The Genius Who Stole Christmas

Materialistic capitalism brought us this fate. Since department stores install their Christmas decorations and wares before their Halloween candy sells out, a movie fusing the two disparate holidays was our karma. Tim Burton's The Nightmare Before Christmas is Rudolph the Red-Nosed Reindeer meets Beetlejuice.

The movie's main attraction is the astonishingly painstaking stop-motion animation. Each unique puppet was posed and lighted by director Henry Selick as if it were a living person. For each of the 24 frames composing one movie second, the puppets' poses were laboriously shifted and photographed. The hundred-person production crew spent two years cranking out only a minute's worth of film a week.

The technique, unfortunately, sparkles brighter than the plot about Christmas being stolen by a well-intentioned ghoul. Jack Skellington, a skeleton and de facto visionary leader of Halloweentown, is a misunderstood genius isolated from the masses (producer Tim Burton's typical quasi-hero). Jack accidentally travels from Halloweentown, where a gaggle of gremlins and ghosts prepare Halloween for the real world, to Christmastown, where the familiar Santa and his elves prepare for Yuletide. Jack, tired of the same old Halloween tricks, yearns for new adventures as a fiendishly delightful replacement for the kidnapped "Sandy Claws." As in many children's stories, the protagonist wants to be someone he is not--with disastrous consequences. On Christmas Eve Jack visits houses, leaving presents of shrunken heads and other malevolent gifts, until the military blows his sled from the sky. Finally realizing his mistake, Jack battles the Boogie Man to rescue Santa and Christmas from oblivion.

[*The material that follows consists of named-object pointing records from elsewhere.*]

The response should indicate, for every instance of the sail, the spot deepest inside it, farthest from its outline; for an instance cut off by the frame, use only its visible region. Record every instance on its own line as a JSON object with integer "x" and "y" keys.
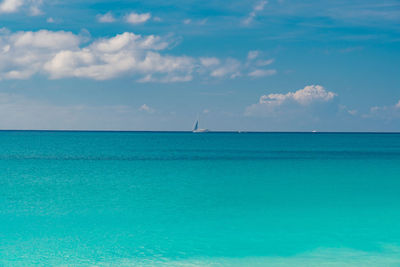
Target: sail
{"x": 196, "y": 125}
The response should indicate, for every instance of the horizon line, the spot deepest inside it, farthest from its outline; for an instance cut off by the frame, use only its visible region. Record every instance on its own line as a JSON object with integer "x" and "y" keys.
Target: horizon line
{"x": 189, "y": 131}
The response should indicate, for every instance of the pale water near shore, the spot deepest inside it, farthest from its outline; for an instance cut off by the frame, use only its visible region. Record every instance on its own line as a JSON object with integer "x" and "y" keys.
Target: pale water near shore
{"x": 183, "y": 199}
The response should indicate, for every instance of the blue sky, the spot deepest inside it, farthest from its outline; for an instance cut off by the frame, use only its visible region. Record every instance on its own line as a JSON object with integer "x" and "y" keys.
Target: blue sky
{"x": 275, "y": 65}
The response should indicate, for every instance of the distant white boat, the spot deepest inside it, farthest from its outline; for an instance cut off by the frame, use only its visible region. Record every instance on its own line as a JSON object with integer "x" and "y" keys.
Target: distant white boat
{"x": 196, "y": 128}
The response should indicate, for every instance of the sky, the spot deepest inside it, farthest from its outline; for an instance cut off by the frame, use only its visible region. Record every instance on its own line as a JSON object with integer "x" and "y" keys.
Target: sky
{"x": 276, "y": 65}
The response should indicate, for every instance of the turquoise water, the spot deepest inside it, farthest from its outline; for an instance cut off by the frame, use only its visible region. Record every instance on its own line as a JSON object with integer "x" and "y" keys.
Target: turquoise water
{"x": 183, "y": 199}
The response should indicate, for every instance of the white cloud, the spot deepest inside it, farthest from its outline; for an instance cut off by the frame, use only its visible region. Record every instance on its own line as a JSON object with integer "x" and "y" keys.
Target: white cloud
{"x": 209, "y": 61}
{"x": 265, "y": 62}
{"x": 256, "y": 9}
{"x": 136, "y": 18}
{"x": 106, "y": 18}
{"x": 262, "y": 73}
{"x": 253, "y": 54}
{"x": 230, "y": 68}
{"x": 10, "y": 6}
{"x": 272, "y": 104}
{"x": 60, "y": 54}
{"x": 146, "y": 108}
{"x": 304, "y": 96}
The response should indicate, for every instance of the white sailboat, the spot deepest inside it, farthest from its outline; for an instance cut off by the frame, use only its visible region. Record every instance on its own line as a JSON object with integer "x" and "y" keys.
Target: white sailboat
{"x": 196, "y": 128}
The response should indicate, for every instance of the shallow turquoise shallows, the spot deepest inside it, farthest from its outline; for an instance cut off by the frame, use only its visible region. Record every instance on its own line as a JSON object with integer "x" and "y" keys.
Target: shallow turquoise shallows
{"x": 184, "y": 199}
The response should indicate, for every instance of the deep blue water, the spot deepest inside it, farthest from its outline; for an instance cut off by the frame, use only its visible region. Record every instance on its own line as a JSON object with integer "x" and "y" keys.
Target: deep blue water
{"x": 215, "y": 199}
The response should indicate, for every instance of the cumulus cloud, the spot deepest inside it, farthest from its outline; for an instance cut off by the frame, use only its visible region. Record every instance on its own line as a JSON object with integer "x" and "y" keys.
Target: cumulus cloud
{"x": 146, "y": 109}
{"x": 20, "y": 112}
{"x": 60, "y": 54}
{"x": 209, "y": 61}
{"x": 272, "y": 103}
{"x": 136, "y": 18}
{"x": 106, "y": 18}
{"x": 262, "y": 73}
{"x": 12, "y": 6}
{"x": 256, "y": 9}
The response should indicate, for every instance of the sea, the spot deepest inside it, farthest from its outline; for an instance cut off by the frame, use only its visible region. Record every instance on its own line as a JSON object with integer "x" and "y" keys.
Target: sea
{"x": 70, "y": 198}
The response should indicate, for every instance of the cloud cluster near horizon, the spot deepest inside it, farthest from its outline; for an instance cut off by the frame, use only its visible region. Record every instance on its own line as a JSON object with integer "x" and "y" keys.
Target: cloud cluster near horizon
{"x": 301, "y": 99}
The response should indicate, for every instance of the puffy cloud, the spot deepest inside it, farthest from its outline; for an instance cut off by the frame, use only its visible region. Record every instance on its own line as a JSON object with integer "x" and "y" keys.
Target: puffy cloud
{"x": 12, "y": 6}
{"x": 253, "y": 54}
{"x": 262, "y": 73}
{"x": 209, "y": 61}
{"x": 106, "y": 18}
{"x": 299, "y": 100}
{"x": 136, "y": 18}
{"x": 60, "y": 54}
{"x": 303, "y": 96}
{"x": 265, "y": 62}
{"x": 257, "y": 8}
{"x": 230, "y": 68}
{"x": 146, "y": 108}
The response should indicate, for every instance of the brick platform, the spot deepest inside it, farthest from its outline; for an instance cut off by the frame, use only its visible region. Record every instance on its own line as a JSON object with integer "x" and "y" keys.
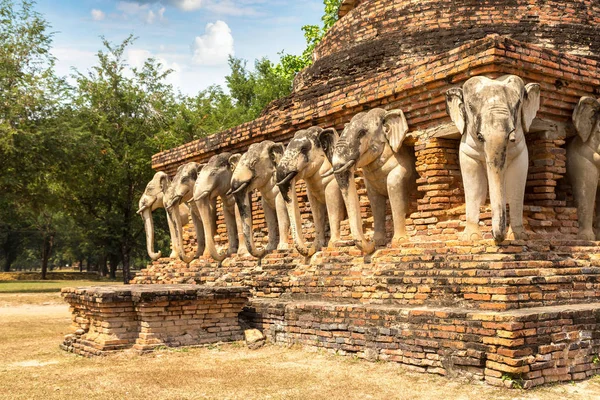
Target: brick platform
{"x": 523, "y": 348}
{"x": 478, "y": 275}
{"x": 115, "y": 318}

The story is weakened by being filmed as a musical. The story's pace halts whenever the characters launch into yet another insipid song. Musicals work only if the songs either advance the story line or are entertaining in themselves, and neither is true here.

In spite of its flaws Nightmare is required viewing for movie buffs. It is a children's fantasy with never-ending visual surprises that will keep adults entertained as well.